Por: Miguel Godos Curay
El
afecto a mamá no es contagio. Nunca lo fue ni lo será. La ternura de mamá es
reencuentro con la vida y mirada de asombro frente a su hijo. Es cariño a
borbotones. Nada tiene que ver con las peroratas ministeriales y los trucos
publicitarios para vender más. En tiempos de pandemia se concentra el amor de
mamá en cada oración, en cada gesto humano noble, en el compartir el bocado
humilde y en el derribar esa soledad que tanto lacera con desolación a los
abuelos. Su oración mental por los presentes y los ausentes toca con sus dedos
las inmensidades de Dios. Los recuerdos pueblan cada instante por el que se
desliza su memoria y su alegría.
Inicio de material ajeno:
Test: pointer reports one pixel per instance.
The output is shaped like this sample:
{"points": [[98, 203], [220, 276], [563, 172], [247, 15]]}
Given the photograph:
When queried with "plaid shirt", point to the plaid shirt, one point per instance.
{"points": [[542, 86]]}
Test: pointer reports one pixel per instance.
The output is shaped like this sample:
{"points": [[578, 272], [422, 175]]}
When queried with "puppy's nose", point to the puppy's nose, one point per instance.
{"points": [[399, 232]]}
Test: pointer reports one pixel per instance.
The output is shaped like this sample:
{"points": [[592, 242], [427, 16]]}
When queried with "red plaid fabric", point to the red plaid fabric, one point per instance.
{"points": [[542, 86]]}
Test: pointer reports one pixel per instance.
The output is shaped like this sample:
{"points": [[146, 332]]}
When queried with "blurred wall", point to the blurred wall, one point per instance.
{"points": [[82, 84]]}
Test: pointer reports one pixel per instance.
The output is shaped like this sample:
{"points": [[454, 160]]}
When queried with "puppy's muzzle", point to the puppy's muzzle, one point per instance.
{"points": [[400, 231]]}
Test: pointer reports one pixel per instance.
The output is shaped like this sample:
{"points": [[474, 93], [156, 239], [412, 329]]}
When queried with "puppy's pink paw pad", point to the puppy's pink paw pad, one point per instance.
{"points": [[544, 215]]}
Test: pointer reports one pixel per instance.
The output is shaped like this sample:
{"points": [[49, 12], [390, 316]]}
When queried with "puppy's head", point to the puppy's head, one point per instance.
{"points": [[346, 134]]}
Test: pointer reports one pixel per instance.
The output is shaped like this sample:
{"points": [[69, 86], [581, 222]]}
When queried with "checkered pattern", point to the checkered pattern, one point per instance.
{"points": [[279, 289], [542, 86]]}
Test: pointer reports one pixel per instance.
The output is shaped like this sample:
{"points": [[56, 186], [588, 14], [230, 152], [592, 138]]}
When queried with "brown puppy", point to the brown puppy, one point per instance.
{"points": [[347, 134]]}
Cuando puede, indaga por todos, porque las
canas y el tiempo dan forma a sus recuerdos. Otras ocasiones llora porque me
cayó una pajita en el ojo. Hoy sigue la misa por Internet así son los caprichos
de la modernidad pero ganas no le faltan de acudir a la Iglesia.
Ella
se contenta hilando recuerdos en la rueca de sus sueños. Se inventa tareas para
no perder el tiempo. Y le preocupan, porque aprendió economía en la vida, los
precios del mercado. Su coraje humano no le teme a los virus. No son acaso más
letales los que arrebatan el pan a los pobres y los que se enriquecen con el
dolor ajeno. Las sanguijuelas son una especie abundante. Unos sanan otros
enferman. Unos aman la vida otros son aliados de la muerte. Una legión de
madres y abuelas sostiene al Perú. Ellas proveen alimentos, cuidan a los
enfermos y alivian las tristezas de los que están solos. Madres y abuelas son la
esperanza del Perú. Son los cimientos de
esta gran nación.
No
nos vengan los señores ministros con sus fórmulas inoportunas, sus
imprevisiones de ayer son el dolor de hoy. La salud en el Perú es aún una tarea
pendiente de los políticos gobernantes. En los momentos más duros de la
pandemia la elemental dignidad de los pacientes agónicos se va por el sumidero.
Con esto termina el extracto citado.